Recently approved fixed-dose combination products use various strategies. Merck & Co.'s Janumet XR is an extended-release metformin core tablet coated with an immediate-release layer of sitagliptin. The sitagliptin layer is coated with a soluble polymeric film (7). Merck's Juvisync is a bilayer tablet containing sitagliptin phosphate and simvastatin (8). Vivus's Qsymia is a capsule consisting of immediate-release phentermine HCL and extended-release topiramate (9). GlaxoSmithKline's Jalyn consists of one dutasteride soft-gelatin capsule, dissolved in a mixture of butylated hydroxytoluene and mono-diglycerides of caprylic/capric acid, and pellets of tamsulosin HCl with excipients of methacrylic acid copolymer dispersion, microcrystalline cellulose, talc, and triethyl citrate, encapsulated in a hard-shell capsule (10). Reckitt's Suboxone is a sublingual film (11).
Tablets are the main product form for fixed-dose combinations, but other technologies can be used. For example, Procaps, which recently partnered with Patheon in softgel development and manufacturing services, offers its Unigel technology, which provides various forms for fixed-dose combinations, such as a softgel in a softgel, a tablet in a softgel, granules in a softgel, or any combination to address challenges of multiactive formulation (6). The Indian drug manufacturer Cipla is partnering with the Drugs for Neglected Diseases initiative (DNDi) to develop a four-in-one fixed-dose combination antiviral therapy using a "sprinkle" formulation of lopinavir and ritonavir, combined with one of two other antiviral APIs, abacavir/lamivudine or zidovudine/lamivudine.
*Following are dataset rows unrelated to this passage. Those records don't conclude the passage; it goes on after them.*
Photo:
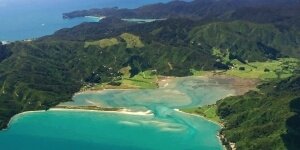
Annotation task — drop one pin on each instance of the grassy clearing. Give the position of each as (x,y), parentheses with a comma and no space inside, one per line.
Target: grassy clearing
(132,41)
(272,69)
(209,112)
(143,80)
(102,43)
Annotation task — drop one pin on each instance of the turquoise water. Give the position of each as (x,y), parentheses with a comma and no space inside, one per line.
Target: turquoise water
(27,19)
(164,129)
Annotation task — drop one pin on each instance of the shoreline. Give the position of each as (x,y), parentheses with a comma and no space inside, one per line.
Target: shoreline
(239,85)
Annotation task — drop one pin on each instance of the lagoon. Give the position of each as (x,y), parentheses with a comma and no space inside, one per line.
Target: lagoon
(164,128)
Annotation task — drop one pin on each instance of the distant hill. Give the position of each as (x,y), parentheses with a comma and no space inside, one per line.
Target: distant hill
(40,74)
(281,12)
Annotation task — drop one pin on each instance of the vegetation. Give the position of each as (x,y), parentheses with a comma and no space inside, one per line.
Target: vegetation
(272,69)
(209,112)
(249,37)
(264,119)
(102,43)
(132,40)
(143,80)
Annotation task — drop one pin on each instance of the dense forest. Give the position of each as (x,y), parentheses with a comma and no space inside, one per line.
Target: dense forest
(264,119)
(39,74)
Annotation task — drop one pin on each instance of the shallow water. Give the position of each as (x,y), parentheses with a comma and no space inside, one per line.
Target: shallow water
(164,129)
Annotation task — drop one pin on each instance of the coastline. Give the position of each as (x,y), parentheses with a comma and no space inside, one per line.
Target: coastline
(240,85)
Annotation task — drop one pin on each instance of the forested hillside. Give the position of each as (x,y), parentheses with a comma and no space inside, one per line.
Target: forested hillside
(40,74)
(264,119)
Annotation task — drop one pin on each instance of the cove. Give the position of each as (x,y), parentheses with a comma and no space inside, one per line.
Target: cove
(163,128)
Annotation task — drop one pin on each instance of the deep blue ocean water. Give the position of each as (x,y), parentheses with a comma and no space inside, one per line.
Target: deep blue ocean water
(27,19)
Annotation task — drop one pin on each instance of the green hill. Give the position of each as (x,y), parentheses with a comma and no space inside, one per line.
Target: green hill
(264,119)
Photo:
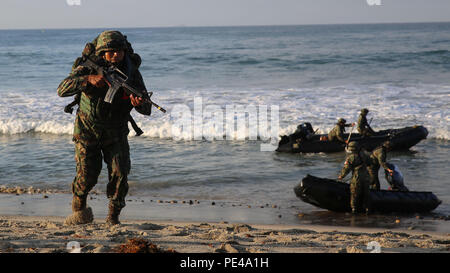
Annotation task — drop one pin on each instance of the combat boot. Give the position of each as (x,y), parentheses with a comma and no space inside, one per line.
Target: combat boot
(80,213)
(113,215)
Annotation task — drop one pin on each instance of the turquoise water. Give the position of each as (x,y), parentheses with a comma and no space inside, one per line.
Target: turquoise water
(312,73)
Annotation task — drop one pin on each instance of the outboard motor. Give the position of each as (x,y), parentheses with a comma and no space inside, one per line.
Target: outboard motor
(396,179)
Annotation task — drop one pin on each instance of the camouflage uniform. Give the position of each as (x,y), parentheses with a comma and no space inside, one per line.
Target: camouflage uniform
(101,128)
(337,133)
(363,126)
(377,159)
(359,185)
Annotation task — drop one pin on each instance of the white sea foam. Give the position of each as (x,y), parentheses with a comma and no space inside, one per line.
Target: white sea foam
(390,107)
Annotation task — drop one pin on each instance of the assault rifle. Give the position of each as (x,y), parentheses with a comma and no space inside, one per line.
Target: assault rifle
(76,101)
(117,79)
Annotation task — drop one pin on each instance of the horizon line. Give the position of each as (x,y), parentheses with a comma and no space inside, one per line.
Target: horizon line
(218,26)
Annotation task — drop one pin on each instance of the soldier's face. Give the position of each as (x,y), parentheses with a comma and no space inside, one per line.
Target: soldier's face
(114,56)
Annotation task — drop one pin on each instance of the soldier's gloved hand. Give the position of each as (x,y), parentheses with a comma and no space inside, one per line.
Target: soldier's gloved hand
(96,80)
(136,101)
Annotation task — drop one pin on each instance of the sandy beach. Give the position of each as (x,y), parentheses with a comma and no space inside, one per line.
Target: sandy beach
(37,234)
(33,223)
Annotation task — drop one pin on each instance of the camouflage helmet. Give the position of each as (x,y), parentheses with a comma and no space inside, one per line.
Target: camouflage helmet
(387,144)
(341,121)
(110,40)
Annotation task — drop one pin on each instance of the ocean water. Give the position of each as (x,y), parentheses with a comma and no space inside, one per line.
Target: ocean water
(309,73)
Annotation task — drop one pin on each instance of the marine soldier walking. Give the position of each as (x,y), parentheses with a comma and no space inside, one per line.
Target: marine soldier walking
(101,130)
(377,159)
(363,126)
(337,133)
(356,162)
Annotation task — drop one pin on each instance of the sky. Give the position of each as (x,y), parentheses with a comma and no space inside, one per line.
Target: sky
(46,14)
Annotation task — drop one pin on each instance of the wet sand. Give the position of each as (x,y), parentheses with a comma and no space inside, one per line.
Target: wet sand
(31,234)
(34,223)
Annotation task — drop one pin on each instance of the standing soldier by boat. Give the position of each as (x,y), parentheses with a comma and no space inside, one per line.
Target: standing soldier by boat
(363,126)
(377,160)
(337,133)
(101,128)
(356,162)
Cipla is developing a sachet product in which the four antiviral drugs will be in tastemasked and put in granular form for mixing into food or liquids with the aim of registering the drug by 2015, according to a July 20, 2012, DNDi press release.
1. Code of Federal Regulations, Title 21, Food and Drugs (Government Printing Office, Washington, DC), Chapter I, Part 3, Subchapter A, Sec. 3.2 (e).
2. FDA, FY 2011 Performance Report to Congress for the Office of Combination Products (Rockville, MD).
3. FDA, "Frequently Asked Questions About Combination Products" (Rockville, MD), www.fda.gov/CombinationProducts/AboutCombinationProducts/ucm101496.htm, accessed Sept. 15, 2012.
4. Code of Federal Regulations, Title 21, Food and Drugs (Government Printing Office, Washington, DC) Chapter 1, Part 300, Subpart B, Sec. 300.50.
5. FDA, FDA Approved Drugs, Drugs@FDA, accessed Sept. 15, 2012.
6. A. Kane, D. Monterroza, and C. Salazar, "Unlocking the Power of New Softgel Technology for Multiple Formulations" Webcast, Pharm. Technol., www.PharmTech.com/apiformulations, accessed Sept. 15, 2012.
7. FDA, Label for Janumet XR (Rockville, MD, 2012).
8. FDA, Label for Juvisync (Rockville, MD, 2011).
9. FDA, Label for Qsymia (Rockville, MD, 2012).
10. FDA, Label for Jalyn (Rockville, MD, 2010).
11. FDA,Label for Suboxone Sublingual Film (Rockville, MD, 2010).